Anemia pada CKD sebagai akibat terjadinya produksi erytropoetin yang tidak
adekuat dan memendekkan usia sel darah merah. Erytropoitin adalah suatu
substansi normal yang diprosuksi oleh ginjal, menstimulus sum-sum tulang untuk
menghasilkan sel darah merah. Pada penderita CKD, produksi erytropoetin
menurun dan anemia berat akan terjadi disertai keletihan, angina dan sesak nafas
(Price et al, 2005).
Pada penderita CKD, juga terjadi gangguan metabolisme kalsium dan fosfat.
Kedua kadar serum tersebut memiliki hubungan yang saling berlawanan. Dengan
menurunnya filtrasi melalui glomerulus ginjal, terdapat peningkatan kadar fosfat
serum dan penurunan kadar serum kalsium (Price et al, 2005).
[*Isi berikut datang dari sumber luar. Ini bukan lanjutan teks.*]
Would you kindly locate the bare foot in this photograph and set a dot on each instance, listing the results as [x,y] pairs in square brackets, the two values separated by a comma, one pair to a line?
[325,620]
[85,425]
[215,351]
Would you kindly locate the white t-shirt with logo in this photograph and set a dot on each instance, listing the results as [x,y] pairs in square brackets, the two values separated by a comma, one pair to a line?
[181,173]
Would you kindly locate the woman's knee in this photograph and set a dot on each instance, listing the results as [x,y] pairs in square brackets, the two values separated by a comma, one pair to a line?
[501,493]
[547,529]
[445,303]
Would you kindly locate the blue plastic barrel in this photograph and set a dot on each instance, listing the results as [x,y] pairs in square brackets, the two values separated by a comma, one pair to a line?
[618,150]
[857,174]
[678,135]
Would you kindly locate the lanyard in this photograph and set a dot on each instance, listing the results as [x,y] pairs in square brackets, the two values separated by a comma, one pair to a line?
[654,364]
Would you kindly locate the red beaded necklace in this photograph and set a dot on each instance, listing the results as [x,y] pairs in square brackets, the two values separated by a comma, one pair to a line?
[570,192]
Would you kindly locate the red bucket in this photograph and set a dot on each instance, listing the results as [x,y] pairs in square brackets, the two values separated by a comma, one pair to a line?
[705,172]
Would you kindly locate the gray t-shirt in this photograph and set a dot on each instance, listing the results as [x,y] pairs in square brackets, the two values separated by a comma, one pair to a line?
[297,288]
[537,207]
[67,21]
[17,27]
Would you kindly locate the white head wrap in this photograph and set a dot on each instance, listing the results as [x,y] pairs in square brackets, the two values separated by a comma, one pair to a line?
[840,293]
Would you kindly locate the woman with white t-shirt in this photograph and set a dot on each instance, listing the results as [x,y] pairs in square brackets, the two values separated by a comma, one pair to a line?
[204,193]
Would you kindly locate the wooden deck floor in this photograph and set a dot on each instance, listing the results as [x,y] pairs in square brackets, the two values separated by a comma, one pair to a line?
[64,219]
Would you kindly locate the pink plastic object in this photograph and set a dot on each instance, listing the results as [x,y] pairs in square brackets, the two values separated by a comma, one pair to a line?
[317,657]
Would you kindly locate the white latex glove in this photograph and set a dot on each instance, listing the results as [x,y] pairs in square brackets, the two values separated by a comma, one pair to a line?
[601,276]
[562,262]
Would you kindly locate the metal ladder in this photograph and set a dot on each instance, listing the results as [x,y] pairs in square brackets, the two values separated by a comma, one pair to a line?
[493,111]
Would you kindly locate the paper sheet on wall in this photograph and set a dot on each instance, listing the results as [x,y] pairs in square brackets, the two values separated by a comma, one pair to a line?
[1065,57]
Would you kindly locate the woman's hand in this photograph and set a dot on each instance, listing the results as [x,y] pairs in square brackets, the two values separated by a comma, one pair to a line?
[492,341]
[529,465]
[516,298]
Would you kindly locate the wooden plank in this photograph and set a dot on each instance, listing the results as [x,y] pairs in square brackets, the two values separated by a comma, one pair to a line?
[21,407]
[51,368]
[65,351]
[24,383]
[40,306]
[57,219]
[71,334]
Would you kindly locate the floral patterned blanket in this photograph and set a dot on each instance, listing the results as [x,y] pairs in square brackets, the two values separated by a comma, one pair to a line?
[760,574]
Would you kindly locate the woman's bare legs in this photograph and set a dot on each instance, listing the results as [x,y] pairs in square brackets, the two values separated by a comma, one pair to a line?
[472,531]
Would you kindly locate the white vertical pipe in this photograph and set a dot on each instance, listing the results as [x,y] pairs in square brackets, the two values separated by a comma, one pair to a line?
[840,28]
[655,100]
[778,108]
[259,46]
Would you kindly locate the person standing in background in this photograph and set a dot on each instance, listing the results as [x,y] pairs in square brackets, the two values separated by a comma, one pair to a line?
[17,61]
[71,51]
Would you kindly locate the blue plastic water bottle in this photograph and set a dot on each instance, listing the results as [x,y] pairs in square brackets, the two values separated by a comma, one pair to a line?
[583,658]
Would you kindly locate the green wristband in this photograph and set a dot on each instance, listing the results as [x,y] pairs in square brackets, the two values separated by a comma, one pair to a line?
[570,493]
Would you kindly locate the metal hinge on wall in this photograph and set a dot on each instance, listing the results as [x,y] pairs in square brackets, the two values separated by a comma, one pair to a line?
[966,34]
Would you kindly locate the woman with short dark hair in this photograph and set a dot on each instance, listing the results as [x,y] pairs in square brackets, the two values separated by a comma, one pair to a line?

Pada pendeita DM, konsentrasi gula dalam darah yang meningkat,
menyebabkan kerusakan pada nefron ginjal atau menurunkan fungsinya yang
akhirnya akan merusak sistem kerja nefron untuk memfiltrasi zat – zat sisa.
Keadaan ini bisa mengakibatkan ditemukannya mikroalbuminuria dalam urine
penderita.Inilah yang biasa disebut sebagai nefropati diabetik (Price et al, 2005).
Penderita CKD juga dapat mengalami osteophorosis sebagai akibat dari
menurunnya fungsi ginjal untuk memproduksi vitamin D, sehingga terjadi
perubahan kompleks kalsium, fosfat dan keseimbangan hormone (Price et al, 2005).
Perjalanan penyakit CRF secara umum terjadi dalam beberapa tahapan, yaitu
(McCance dan Sue, 2006):
A. Penurunan Fungsi Ginjal. Penurunan fungsi ginjal ditandai dengan GFR <
50%. Pada keadaan ini, tanda dan gejala CRF belum muncul, namun sudah
terdapat peningkatan pada ureum dan kreatinin darah.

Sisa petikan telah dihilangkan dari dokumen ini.